Also previous discussion on HN:
[https://news.ycombinator.com/item?id=13009598](https://news.ycombinator.com/item?id=13009598)

------
jvanderbot
heres a live link. And paper. Sorry I'm on mobile.

FWIW, they are sending observation sequences marked up as some custom JS, and
an onboard interpreter will turn those into C&DH sequences and spool them out.

That decision seems arbitrary, given most onboard executives use a ... more
standardized markup lang for sequences.

[https://www.google.com/url?q=http://www.stsci.edu/~idash/pub...](https://www.google.com/url?q=http://www.stsci.edu/~idash/pub/dashevsky0607rcsgso.pdf&sa=U&ved=2ahUKEwjN-L6F6-jhAhVKslQKHe-
LBqkQFjAAegQIBxAB&usg=AOvVaw3MOdhMNkCpks-n5XuFVDG-)

[https://mobile.twitter.com/alteredq/status/80085890885198233...](https://mobile.twitter.com/alteredq/status/800858908851982336?lang=en)

------
neetdeth
Brings to mind this article, a history of the rise and fall of Common Lisp at
JPL, which was almost selected as the control language for their robotic space
missions.

[http://www.flownet.com/gat/jpl-lisp.html](http://www.flownet.com/gat/jpl-
lisp.html)

And of course, JavaScript having its origins as a more marketable syntactic
overhaul of Lisp for in-browser scripting, it's not hard to see how we end up
with JS on the JWST for many of the same reasons.

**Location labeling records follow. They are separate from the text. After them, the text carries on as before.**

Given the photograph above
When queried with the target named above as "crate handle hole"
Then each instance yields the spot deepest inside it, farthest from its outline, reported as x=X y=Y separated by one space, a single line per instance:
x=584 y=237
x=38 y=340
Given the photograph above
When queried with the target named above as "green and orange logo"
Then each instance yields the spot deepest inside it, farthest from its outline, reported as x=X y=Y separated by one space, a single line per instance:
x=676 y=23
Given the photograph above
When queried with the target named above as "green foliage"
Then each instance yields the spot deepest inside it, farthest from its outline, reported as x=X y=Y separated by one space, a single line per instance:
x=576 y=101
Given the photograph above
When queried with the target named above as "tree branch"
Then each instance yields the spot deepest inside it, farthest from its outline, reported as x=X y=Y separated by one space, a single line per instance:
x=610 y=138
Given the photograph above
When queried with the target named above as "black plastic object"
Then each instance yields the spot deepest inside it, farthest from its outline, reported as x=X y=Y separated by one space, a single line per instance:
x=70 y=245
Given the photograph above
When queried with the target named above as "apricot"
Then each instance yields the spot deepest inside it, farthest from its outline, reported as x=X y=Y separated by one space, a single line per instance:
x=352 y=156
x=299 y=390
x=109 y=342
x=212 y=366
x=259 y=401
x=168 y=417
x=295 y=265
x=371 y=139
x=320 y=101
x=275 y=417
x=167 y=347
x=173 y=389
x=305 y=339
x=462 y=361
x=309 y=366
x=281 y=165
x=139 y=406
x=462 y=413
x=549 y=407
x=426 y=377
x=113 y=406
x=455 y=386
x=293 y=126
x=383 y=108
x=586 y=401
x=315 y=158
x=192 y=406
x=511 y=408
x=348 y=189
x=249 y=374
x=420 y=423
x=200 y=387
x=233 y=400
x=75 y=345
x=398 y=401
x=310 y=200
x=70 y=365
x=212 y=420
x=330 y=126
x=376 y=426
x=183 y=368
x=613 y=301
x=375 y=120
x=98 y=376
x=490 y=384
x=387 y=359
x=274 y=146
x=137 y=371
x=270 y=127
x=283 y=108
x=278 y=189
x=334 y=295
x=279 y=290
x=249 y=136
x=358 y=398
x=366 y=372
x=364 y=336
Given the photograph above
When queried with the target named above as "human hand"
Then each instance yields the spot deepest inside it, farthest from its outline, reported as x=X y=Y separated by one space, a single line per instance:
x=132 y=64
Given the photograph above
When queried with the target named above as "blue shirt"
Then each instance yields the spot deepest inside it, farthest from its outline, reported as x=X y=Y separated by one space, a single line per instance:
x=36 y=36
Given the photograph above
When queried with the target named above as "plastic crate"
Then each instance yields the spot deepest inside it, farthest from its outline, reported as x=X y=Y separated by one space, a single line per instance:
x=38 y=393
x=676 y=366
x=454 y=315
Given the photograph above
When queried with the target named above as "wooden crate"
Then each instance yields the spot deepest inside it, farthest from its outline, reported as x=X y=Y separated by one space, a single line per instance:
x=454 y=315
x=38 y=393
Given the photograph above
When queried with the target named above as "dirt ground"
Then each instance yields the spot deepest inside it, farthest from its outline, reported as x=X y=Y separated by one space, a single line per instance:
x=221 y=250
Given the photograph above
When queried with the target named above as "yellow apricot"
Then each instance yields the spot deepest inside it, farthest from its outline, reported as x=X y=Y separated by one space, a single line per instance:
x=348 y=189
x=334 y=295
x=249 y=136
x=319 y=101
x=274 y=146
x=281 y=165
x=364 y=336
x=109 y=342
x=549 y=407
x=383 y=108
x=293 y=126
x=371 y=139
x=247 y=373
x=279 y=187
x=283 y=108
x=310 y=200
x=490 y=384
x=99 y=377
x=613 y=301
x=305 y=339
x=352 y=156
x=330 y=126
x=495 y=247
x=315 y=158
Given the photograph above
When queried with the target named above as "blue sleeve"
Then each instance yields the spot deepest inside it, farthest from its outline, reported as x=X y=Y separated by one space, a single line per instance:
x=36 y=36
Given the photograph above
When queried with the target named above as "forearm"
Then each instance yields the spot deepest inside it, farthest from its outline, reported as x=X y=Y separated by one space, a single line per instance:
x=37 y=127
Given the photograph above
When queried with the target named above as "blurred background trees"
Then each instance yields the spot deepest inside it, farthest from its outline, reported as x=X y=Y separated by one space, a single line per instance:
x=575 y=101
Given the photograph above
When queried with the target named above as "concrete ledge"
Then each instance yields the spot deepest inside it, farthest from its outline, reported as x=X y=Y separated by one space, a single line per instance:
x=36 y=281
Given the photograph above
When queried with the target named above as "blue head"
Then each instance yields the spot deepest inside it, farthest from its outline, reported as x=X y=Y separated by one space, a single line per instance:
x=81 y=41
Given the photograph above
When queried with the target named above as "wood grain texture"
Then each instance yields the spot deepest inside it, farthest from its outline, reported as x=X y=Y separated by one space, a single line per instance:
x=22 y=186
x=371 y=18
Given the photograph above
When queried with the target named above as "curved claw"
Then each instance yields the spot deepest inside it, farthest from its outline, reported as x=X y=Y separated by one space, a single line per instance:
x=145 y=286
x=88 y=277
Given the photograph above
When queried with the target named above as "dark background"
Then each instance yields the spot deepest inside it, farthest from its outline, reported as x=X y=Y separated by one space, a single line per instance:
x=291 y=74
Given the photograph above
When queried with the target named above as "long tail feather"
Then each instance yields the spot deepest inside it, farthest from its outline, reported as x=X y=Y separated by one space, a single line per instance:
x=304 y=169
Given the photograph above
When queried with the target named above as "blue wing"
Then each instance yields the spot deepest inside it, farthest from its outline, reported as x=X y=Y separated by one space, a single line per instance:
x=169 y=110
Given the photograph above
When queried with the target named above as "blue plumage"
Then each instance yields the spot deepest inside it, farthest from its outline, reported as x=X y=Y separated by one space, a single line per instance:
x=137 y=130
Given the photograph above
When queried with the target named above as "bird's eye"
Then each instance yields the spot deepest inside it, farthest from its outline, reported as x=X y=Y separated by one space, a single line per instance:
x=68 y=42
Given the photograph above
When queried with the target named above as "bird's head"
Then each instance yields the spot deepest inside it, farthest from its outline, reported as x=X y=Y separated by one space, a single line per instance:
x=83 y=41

Like others, I tend to idealize space tech from a distance and imagine it
using technologies that are across the board better, cooler, more pure than
anything that stays on the ground. While the need for extreme reliability does
change things a lot, it turns out most of the same forces that guide software
selection anywhere else are at play there as well.

------
tannhaeuser
What's a "proprietary" JavaScript interpreter anyway? JavaScript (ECMAScript)
is a standardized language with many implementations, and ES3/ES5 is arguably
one the most portable languages of all time.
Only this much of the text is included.